Jahrelanger Prozess in München gegen Beate Zschäpe
Manch offene Frage konnte aber auch im Prozess gegen die NSU-Komplizin Beate Zschäpe nicht ausgeräumt werden. Zschäpe hatte nach dem Brand des Wohnmobils die gemeinsame Wohnung von ihr, Böhnhardt und Mundlos in Zwickau (Sachsen) angezündet und sich kurze Zeit später in Jena gestellt.
Fünf Jahre lang wurde vor dem Münchner Oberlandesgericht gegen sie verhandelt, seit Kurzem ist das Urteil rechtskräftig. Zschäpe sagte aus, ihre NSU-Mitbewohner Mundlos und Böhnhardt hätten den Anschlag auf die Heilbronner Polizistin Kiesewetter und ihren Kollegen allein verübt. Einziger Grund für die Tat: Polizeiwaffen zu erbeuten, die zuverlässiger seien als die eigenen. Kritische Stimmen hegen auch heute noch Zweifel daran.
Gab es weitere Helfer des NSU-Netzwerks?
Vor allem ist es kaum zu glauben, dass das Trio bei den Morden keine Helfer und Hinweisgeber hatte. Helfer wurden jedoch nie ermittelt. Polizei und Staatsanwaltschaft suchten bei den Opfern meist zuerst im eigenen Umfeld nach den Tätern - oder jagten, wie in Heilbronn, einem Phantom hinterher.

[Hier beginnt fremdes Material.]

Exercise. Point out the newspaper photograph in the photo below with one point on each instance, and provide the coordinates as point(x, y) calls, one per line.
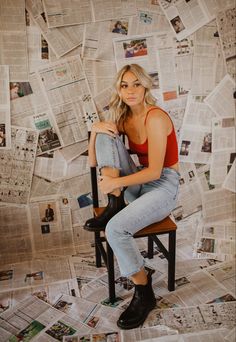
point(229, 182)
point(29, 108)
point(226, 27)
point(186, 17)
point(5, 122)
point(13, 31)
point(17, 166)
point(215, 242)
point(218, 205)
point(195, 141)
point(51, 226)
point(15, 235)
point(68, 93)
point(34, 318)
point(221, 100)
point(61, 40)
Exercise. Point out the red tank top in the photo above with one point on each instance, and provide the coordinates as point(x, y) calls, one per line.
point(171, 156)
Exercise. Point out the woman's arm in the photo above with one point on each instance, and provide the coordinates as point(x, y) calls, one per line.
point(158, 127)
point(106, 127)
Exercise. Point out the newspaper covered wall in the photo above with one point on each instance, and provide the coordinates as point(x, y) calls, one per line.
point(58, 61)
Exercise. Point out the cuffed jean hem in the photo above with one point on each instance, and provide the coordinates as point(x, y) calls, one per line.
point(130, 274)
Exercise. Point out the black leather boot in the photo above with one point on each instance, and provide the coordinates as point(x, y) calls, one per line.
point(115, 204)
point(142, 303)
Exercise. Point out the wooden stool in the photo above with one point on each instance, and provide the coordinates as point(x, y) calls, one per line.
point(166, 226)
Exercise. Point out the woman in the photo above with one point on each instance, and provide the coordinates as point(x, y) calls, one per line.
point(150, 189)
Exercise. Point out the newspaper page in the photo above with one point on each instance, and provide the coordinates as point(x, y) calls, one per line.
point(94, 315)
point(221, 100)
point(223, 134)
point(41, 188)
point(224, 273)
point(100, 74)
point(97, 43)
point(79, 189)
point(85, 269)
point(204, 175)
point(13, 31)
point(166, 60)
point(196, 132)
point(176, 109)
point(215, 242)
point(5, 122)
point(194, 319)
point(205, 60)
point(229, 182)
point(62, 39)
point(55, 169)
point(29, 108)
point(105, 337)
point(48, 293)
point(73, 151)
point(183, 64)
point(37, 272)
point(15, 237)
point(216, 335)
point(218, 205)
point(154, 52)
point(51, 227)
point(147, 21)
point(102, 101)
point(199, 288)
point(226, 28)
point(189, 198)
point(61, 13)
point(113, 9)
point(17, 166)
point(185, 17)
point(140, 49)
point(51, 166)
point(38, 51)
point(231, 336)
point(36, 318)
point(69, 95)
point(221, 164)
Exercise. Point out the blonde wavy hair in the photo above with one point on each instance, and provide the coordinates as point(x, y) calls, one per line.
point(119, 110)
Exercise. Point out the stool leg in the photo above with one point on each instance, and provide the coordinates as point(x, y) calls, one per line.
point(97, 251)
point(171, 261)
point(111, 274)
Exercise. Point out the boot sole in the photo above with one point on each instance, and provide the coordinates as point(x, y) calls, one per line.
point(136, 324)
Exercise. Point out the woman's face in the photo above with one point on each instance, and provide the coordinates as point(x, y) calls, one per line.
point(132, 92)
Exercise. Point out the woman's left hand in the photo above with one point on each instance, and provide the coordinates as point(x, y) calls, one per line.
point(107, 184)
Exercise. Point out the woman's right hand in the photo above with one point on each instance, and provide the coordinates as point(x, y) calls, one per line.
point(107, 127)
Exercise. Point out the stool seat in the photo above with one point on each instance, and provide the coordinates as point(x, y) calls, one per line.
point(164, 226)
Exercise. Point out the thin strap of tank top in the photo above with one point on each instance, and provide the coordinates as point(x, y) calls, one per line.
point(152, 108)
point(149, 110)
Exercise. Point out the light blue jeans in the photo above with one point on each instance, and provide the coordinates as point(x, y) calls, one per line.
point(148, 203)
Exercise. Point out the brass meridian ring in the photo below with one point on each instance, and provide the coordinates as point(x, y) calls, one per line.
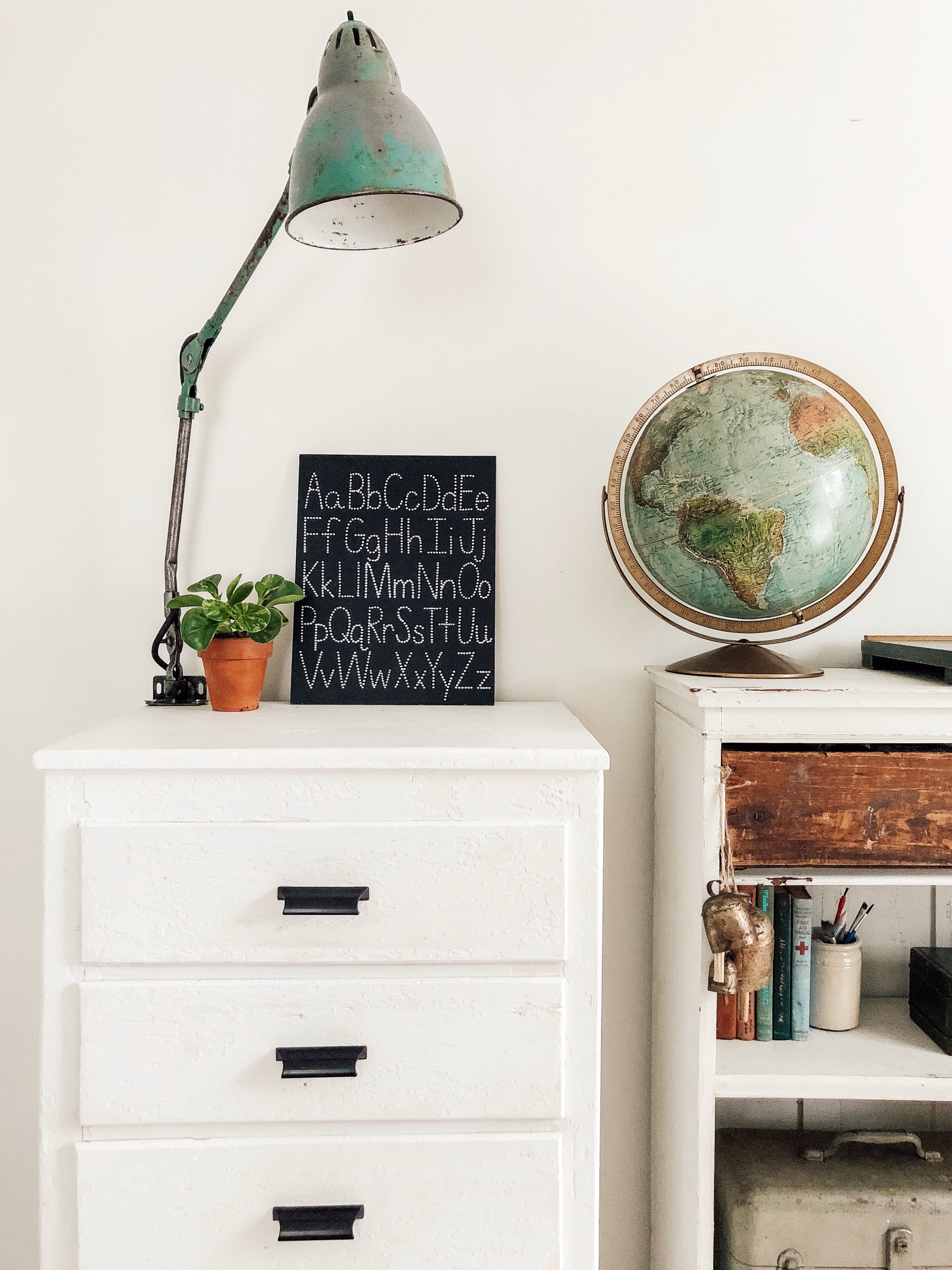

Zwar wurden von der Bundesanwaltschaft weitere Ermittlungen gegen mutmaßliche NSU-Unterstützer eingeleitet, Anklagen gab es aber keine. Lediglich der engste Kreis des Netzwerks musste sich vor Gericht verantworten: Im Mai 2013 begann unter höchsten Sicherheitsvorkehrungen in München der Prozess, der auf weltweites Medieninteresse stieß: Beate Zschäpe und vier Mitangeklagte standen vor Gericht. Im Juli 2018 wurde Zschäpe zu lebenslanger Haft verurteilt - unter anderem für zehnfachen Mord und der Mitgliedschaft in einer terroristischen Vereinigung. Die anderen Angeklagten erhielten mehrjährige Haftstrafen.
Auch Untersuchungsausschüsse im Thüringer Landtag beschäftigten sich unter anderem mit der rechten Szene in Jena. Die wichtige Frage nach dem Unterstützernetzwerk wurde dort ebenso behandelt. Der Ausschuss kam zur Feststellung, dass es "ein Netzwerk gegeben hat, das größer ist als das, was vor Gericht stand", so damals Obfrau Katharina König-Preuss (Linke).